With coloured frontispiece, 31 photographic plates and folding map. London: Heinemann, 1983. Crown octavo. pp. xxi, 368. Brown leatherette decorated in red. All edges gilt. A very good copy.
Shackleton’s epic journey across treacherous seas to summon help, after the ‘Endurance’ had been crushed and sunk by huge ice-floes, was truly one of the greatest feats of human endurance of the twentieth century. Tom Crean, later of The South Pole Inn, Annascaul, accompanied his fellow countryman on this expedition. Their ship was 200 miles from the nearest land, and 1,000 miles from human assistance.
It was the beginning of one of the most astonishing voyages in maritime history.

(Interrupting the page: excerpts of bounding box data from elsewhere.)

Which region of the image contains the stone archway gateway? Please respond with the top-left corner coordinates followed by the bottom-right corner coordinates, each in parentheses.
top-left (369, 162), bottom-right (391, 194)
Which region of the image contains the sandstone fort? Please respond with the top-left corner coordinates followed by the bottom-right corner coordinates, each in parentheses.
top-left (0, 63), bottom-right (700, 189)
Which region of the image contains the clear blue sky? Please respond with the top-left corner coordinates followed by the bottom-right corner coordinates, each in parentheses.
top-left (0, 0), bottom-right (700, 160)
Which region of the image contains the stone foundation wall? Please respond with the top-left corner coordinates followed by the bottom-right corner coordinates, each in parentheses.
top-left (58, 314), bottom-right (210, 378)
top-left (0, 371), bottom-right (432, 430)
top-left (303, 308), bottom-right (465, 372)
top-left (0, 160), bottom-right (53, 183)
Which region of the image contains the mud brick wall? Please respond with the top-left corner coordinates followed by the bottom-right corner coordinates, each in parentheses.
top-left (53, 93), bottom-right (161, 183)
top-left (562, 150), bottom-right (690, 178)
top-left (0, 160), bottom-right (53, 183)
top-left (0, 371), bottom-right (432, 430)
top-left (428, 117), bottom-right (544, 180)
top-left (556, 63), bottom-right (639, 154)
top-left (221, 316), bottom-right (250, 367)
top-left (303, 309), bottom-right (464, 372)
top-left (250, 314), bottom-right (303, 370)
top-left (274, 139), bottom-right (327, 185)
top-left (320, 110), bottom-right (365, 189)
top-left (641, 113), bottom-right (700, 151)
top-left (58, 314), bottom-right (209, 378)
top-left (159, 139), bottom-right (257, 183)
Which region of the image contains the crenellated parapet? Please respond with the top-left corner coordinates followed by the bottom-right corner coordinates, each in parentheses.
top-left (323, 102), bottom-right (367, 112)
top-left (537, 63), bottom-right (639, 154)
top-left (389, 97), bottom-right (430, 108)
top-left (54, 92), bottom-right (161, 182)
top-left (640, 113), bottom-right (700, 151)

In a 22 foot long whaling boat they faced roaring seas and shrieking gales, their skin was flayed at every joint with sea blisters, their hands chafed and bleeding, their throats sore with thirst. For two long weeks they were continually bailing and chipping away ice formed by spray. But they got through, moreover, Shackleton and two others followed their miraculous sea journey with an astonishing feat of mountaineering. On South Georgia, in darkness of mists, without guides or maps, they made the first ever crossing of a snow- clad mountain range, sliding and staggering down the far side to reach the Norwegian whaling station and safety. ‘South’ is Shackleton’s monumental record of an adventure story crammed with human drama and endurance.